Do Plecos Need To Be Fed Everyday?

No, plecos typically only need to be fed every 2-3 days. It is important to feed them a variety of foods, including frozen/dehydrated foods meant for omnivorous fish, blanched vegetables, sinking pellets, and other fresh vegetables that are cleaned prior to feeding.

Do Plecos Like Sand Or Gravel?

Plecos prefer tanks with soft substrates such as sand or fine gravel as it allows them to easily graze on algae and biofilm covered surfaces. Coarser substrates, such as rough gravel, may cause irritation to their sensitive barbels (or modified mouthparts), which could eventually lead to harm or stress.

Do Plecos Really Need Driftwood?

While driftwood isn’t essential for a pleco tank, it is recommended since it provides hiding spots as well as helping maintain water parameters by leaching tannins into the water which make conditions more suitable for some species.

Do Plecos Only Eat Algae When Starving?

No, plecos typically feed on algae and other biofilms as their primary food source. While they may eat small amounts of meaty foods (such as small insects or freeze-dried shrimp) to supplement their diets.
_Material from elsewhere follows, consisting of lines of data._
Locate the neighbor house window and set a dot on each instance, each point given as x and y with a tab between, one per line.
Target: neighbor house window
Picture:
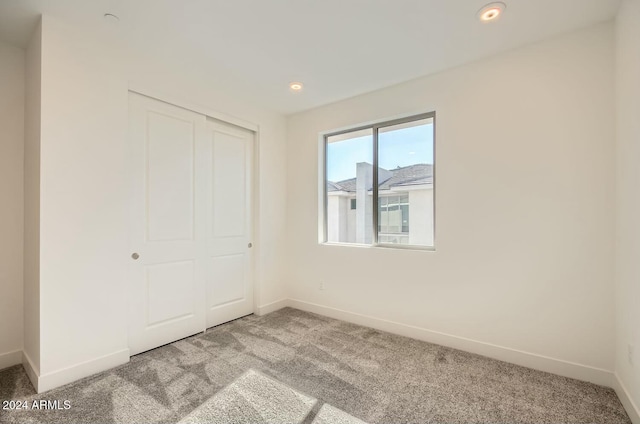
379	183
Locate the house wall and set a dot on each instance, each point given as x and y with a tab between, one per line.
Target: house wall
33	107
84	192
627	364
524	211
421	217
11	198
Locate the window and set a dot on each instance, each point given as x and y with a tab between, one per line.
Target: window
379	184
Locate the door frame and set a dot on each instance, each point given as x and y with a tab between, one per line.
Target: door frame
255	168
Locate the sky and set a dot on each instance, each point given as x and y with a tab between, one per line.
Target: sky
402	147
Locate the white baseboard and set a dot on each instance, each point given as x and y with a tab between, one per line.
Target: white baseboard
629	405
33	372
10	359
272	307
64	376
531	360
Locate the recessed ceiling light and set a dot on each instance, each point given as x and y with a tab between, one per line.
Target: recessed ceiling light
111	18
491	11
296	86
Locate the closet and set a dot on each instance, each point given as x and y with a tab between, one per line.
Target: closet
191	222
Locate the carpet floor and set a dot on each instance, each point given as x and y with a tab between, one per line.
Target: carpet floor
318	370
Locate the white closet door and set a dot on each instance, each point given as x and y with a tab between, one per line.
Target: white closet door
229	278
169	224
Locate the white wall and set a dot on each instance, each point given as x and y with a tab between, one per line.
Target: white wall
84	204
628	198
11	198
524	206
32	203
421	217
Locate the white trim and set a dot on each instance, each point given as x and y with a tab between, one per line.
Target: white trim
627	401
33	372
84	369
272	307
167	98
10	359
531	360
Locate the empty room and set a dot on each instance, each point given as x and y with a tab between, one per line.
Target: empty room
320	211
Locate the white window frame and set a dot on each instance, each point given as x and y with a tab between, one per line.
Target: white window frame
322	192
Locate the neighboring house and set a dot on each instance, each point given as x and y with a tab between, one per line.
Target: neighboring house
406	206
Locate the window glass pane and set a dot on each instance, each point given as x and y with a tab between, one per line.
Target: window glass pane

Should I Feed My Pleco At Night?

It is best to feed plecos at night when they are more active and usually hungrier. This will help ensure that they get the necessary nutrients and energy they need while avoiding potential competition with other fish in the tank during daytime feeding.

Do Plecos Clean Glass?

Plecos will clean the glass in your tank as they try to eat the algae from it. However, this behavior can vary greatly between individuals depending on the breed and age, and they won’t be as efficient as you cleaning it yourself.

Should I Let My Pleco Eat Dead Fish?

Don’t let your pleco eat dead fish as the toxins released from decomposition can lead to serious health problems for your pet. Dead fish can carry bacteria and parasites that can be harmful to your pleco and can also cause water quality issues in your aquarium.

Can You Keep A Single Pleco?

You can keep plecos alone, and oftentimes this is preferred due to how large they can grow, as well as the increased risk of aggression occurring when there’s more than one pleco in the tank.

What Are The Disadvantages Of Keeping A Pleco?

The biggest disadvantage of keeping a pleco is how big they grow. If your tank isn’t big enough, they’ll quickly outgrow it which will stress them out. Apart from this, they’re great additions to any tank!


I hope you found this article helpful in understanding exactly how to care for your pleco. As you can see, providing a healthy environment for your pleco is relatively easy as long as you keep up with regular maintenance and follow the guidelines we’ve outlined.

Remember, plecos can be long-lived fish, so taking care of them properly is important for their well-being. With a little effort, you can enjoy the company of your pleco for years to come!